Auch hier verliert sich der einzelne in der sozialen Atomisierung, analog zu
den Großraumbüros, in denen Reiko ihrer Arbeit nachgeht. Dass sich
im Zentrum des Geschehens zudem eine sich zunehmend auflösende Kleinfamilie
befindet, verwundert nur wenig. Zufluchts- und Rückziehungsmöglichkeiten
gibt es in der Welt von RING nicht mehr - alles ist durchdrungen, offen, blank.
Reikos
Suche nach dem Geheimnis führt schließlich raus aus der Metropole,
hinaus zu einer Insel, wo die beiden Ex-Eheleute, zunehmend unter Zeitdruck,
denn nicht nur Reiko, sondern auch der kleine Sohn hat das Videoband gesehen
und ist bedroht, der Geschichte langsam auf die Spur kommen. Hier beginnt der
Film schließlich in die klassischen Welten des gothischen Gruslers einzutauchen,
erzählt eine melodramatische wie furchteinflößende Geistergeschichte.

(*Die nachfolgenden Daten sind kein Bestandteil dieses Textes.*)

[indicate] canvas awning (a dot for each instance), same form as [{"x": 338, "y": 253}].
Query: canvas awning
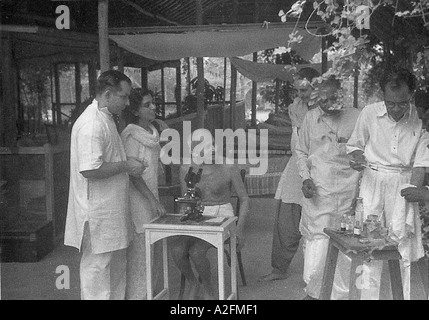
[
  {"x": 231, "y": 43},
  {"x": 261, "y": 72}
]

Um einen Geist geht es dann also, ein Geist, der die wiederum geisterhaften
Verstrickungen unserer Medien- wie urbanen Mythenwelt gleichermaßen nutzt,
um den Schrecken unter die Menschen zu bringen, sich für zu Lebzeiten erduldetes
Leid zu rächen.
Eine
Potenzierung des Schreckens also, hier das unfassbare, geisterhafte Wesen, dort
das unfassbare, geisterhafte Medienrauschen, beides verquickt im grieseligen
Videobild. Selten hat man sich, selbst ob, im wahrsten Sinne des Wortes, erschreckend
einfachster, inszenatorischer Mittel, so gegruselt wie hier. Am Ende dann eine
erschreckende wie, in Hinsicht auf den vorangegangenen Film, pessimistische
Auflösung. Seit Linda Hamilton, damals, am Ende von THE
TERMINATOR,
sah man keine Frau mehr so trostlos mit einem Wagen in einen Horizont voll dunkler
Sturmwolken fahren.
Der
Weg, den RINGU, wie er im Original heißt, von Japan in die weite Welt
zurückgelegt hat, orientiert sich gewissermaßen am Film selbst. Schon
seit Jahren spricht man unter Asia-Aficionados von diesem Film, von einem sensationellen
Grusler war da lange Zeit die Rede, RINGU avancierte zum echten Geheimtipp,
ein Mythos, den bislang nur wenige gesehen hatten, den aber jeder unbedingt
sehen müsse. Legendenbildung durch Mund-zu-Mund-Propaganda also. Dass es
der Film nun, 5 Jahre nach seiner Entstehung, auch in die hiesigen Gefilde geschafft
hat, kann man nur als finalen Abschluß einer langen Reise durch unsere
Kommunikationskanäle bezeichnen. Das ist nur konsequent.
.:[
Zur DVD ]:.
Wenngleich
man Anolis zur Veröffentlichung dieses auch in hiesigen Szenekreisen schon
längst etablierten Kultfilmes gratulieren muss, kann man mit der DVD in
der vorliegenden Form leider nicht vollkommen glücklich sein. So ist die
Bildqualität doch eher bescheidener Natur und liegt nur knapp über
VHS-Niveau. Die Kontraste sind nicht sonderlich stark, die Farben nicht allzu
satt, das Schwarz, es kommt reichlich vor in diesem düsteren Film, ist
eher matt statt kräftig. Hinzu kommt, dass die deutsche Synchronisation
nur als eine mittelschwere Katastrophe bezeichnet werden kann. Selten hat man
Stimmen monotoner, fatalerweise sogar untereinander austauschbarer reden gehört
als im vorliegenden Fall. Dies geht nicht nur arg auf Kosten der grusligen Atmosphäre,
es lässt den Film sogar stellenweise unverdient trashig wirken - es wird
also dringend empfohlen, auf die japanische Originalspur mit deutschen Untertiteln
zurückzugreifen! In beiden Fällen ist die Tonqualität absolut
zufriedenstellend.
Ganz
anders sieht der Fall mit der restlichen Ausstattung aus, hier war man spendabel
und hat eine schöne Extrasektion auf die Beine gestellt: neben einem nicht
sonderlich hidden feature (das Video aus dem Film), gibt es eine stattliche
Trailer-Ecke, die nicht nur die verschiedenen, internationalen Trailer des eigentlichen
Films sondern auch von dessen Fortsetzungen präsentiert, sowie eine Bildergalerie,
die zwar nett anzuschauen ist, aber leider nur Stills aus dem Film aneinanderreiht.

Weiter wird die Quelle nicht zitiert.